The last column of the old Shea Stadium was collapsed by the wrecking crew yesterday, ending a 45-year run. Too young for a stadium to die, if you ask me, but those in power know otherwise. Its demise, however, brought back a few memories.
When I was growing up, my dad was a writer who authored a daily newspaper column about photography. He taught me a lot, including what cameras were good and why. One of the things he impressed on me was that the Mamiya camera company was one of the oldest and most respected names in medium format photography.
More after the break…
So it was not surprising that in 1962, when I was fourteen years old, I told him how great it would be if I had a Mamiya camera. I kept dropping hints about how much I wanted one but to no avail. Finally, for my birthday the following year, dad came through with a beautiful Mamiyaflex “C” with three lenses, an 80mm normal, a 55mm wide-angle and a 135mm telephoto.
Shortly thereafter, Dad introduced me to a fellow named Con Gebby who held a wealth of knowledge about company magazines. They were called “house organs” and provided a great marketplace for photographers and writers. This was in 1963 and, of course, the world of photojournalism has changed a lot since then. But luckily, in those days it was a great time to be working.
Taking a hint from Mr. Gebby, I wrote dozens of letters to major companies and finally got an assignment, allowing me access to Shea Stadium while it was being built. The construction manager gave me a hard hat, asked me to sign an insurance waiver (luckily they didn’t ask how old I was) and told me a few simple rules like “don’t walk too close to the edge of work platforms.”
For the next two months, I shot tirelessly with my Mamiya outfit – photographing every conceivable product and service being installed at Shea. From U.S. Steel girders to Goodyear Tires to Caterpillar tractors, I learned that editors were hungry for photographs and stories, and were willing to pay a decent amount of money to get them.
Each night I would develop the film and make prints from the previous day’s negatives. Then I wrote captions and modified a “boilerplate” story to go with the pictures. One by one, the editors sent back letters saying they would use the stories and photographs, and here was a check as payment! Wow! Now we were talking. By the end of the summer, I had amassed the tidy sum of $7,000 (worth $50,000 today!). That was the defining moment that shaped my career as a professional photographer.

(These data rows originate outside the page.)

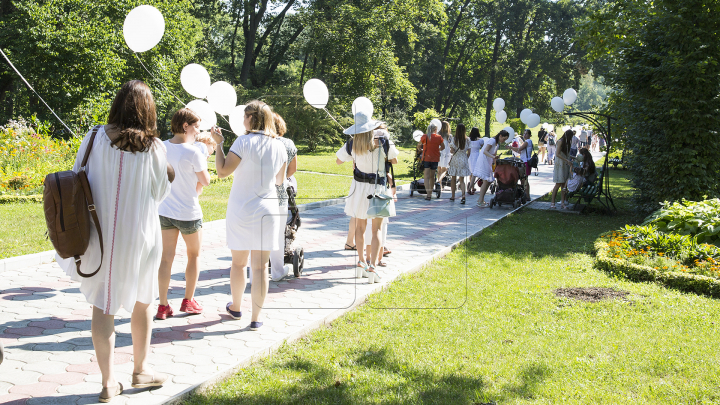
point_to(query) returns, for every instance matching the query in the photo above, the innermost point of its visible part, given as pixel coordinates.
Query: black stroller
(294, 256)
(418, 185)
(509, 175)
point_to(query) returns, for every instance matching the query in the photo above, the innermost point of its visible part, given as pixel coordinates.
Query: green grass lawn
(509, 339)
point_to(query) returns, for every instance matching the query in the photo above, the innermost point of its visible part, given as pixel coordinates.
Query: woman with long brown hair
(129, 175)
(459, 165)
(561, 170)
(252, 223)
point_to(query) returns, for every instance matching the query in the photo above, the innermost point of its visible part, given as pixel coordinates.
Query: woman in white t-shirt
(180, 212)
(252, 222)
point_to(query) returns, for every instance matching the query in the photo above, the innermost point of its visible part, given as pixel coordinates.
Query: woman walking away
(476, 143)
(483, 168)
(445, 154)
(368, 151)
(252, 223)
(551, 147)
(278, 269)
(180, 212)
(459, 166)
(431, 144)
(561, 171)
(129, 175)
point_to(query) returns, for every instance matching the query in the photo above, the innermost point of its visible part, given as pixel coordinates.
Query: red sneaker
(164, 311)
(190, 306)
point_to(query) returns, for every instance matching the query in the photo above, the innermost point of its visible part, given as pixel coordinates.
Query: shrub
(28, 153)
(700, 219)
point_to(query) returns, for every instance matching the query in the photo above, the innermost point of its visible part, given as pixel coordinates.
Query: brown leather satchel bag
(69, 205)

Fast-forward three decades or so. Shea Stadium, it was announced, would be dismantled to make room for a new ballpark. What? What kind of crazy idea was that?
After the initial shock wore off, I went along with my regular life until one day WCBS’ websites showed photographs of the old Stadium, nearly gone! Agh! Another shock. I frantically started making phone calls to get permission to photograph the dismantling process. One by one, the word was a polite “no.” It was a crushing blow. Didn’t they know about the young kid who photographed welders, ironworkers, carpenters, plumbers and dozens of other tradesman who put their blood, sweat and tears into building the stadium?
Not taking no for an answer, last Sunday I grabbed my latest Mamiya medium format digital outfit – the new DL28 with four lenses – and went down to Shea to see what the story was. Glass included a 28mm super wide-angle, an 80mm normal, a 150mm f/2.8 (great for low light portraits and such) and the 210mm telephoto. I also brought along my 46-year old Mamiyaflex “C” for old times’ sake.
I quickly discovered why it was impossible to get permission to explore inside the deconstruction compound. There were hundreds of Mets fans walking around the old stadium looking for ways to photograph the nostalgic ballpark. It was the last weekend that any of the old Shea structure would be standing. I even photographed an overzealous fan who had jumped the fence to get closer; a security guard was quietly leading him away.
The 28mm Sekor D gave me a great opportunity to photograph the new ballpark in the foreground with the old one being destroyed in the background. Now I don’t know about you, but I can’t for the life me understand why we need a new stadium, but c’est la vie, eh? You can’t stop progress.
The DL28 represents a great breakthrough in medium format digital photography. For the first time in history, the entry price for a professional level medium format digital camera system (camera, lens and digital back plus promotional offer for a second lens for free) is less than $15K. Compare that against other cameras in the $30K to $40K range and you’ll agree that it’s quite a bargain. And it gives you an image that is qualitatively better than any DSLR, hands down.
In the interest of full disclosure, it should be known that I am the public relations person for MAC Group, importer and distributor of Mamiya as well as many other well-known brands. Check out MACgroupUS.com and take a tour.
Oh, one last thought. Never give away or sell your old equipment. You can never buy those memories.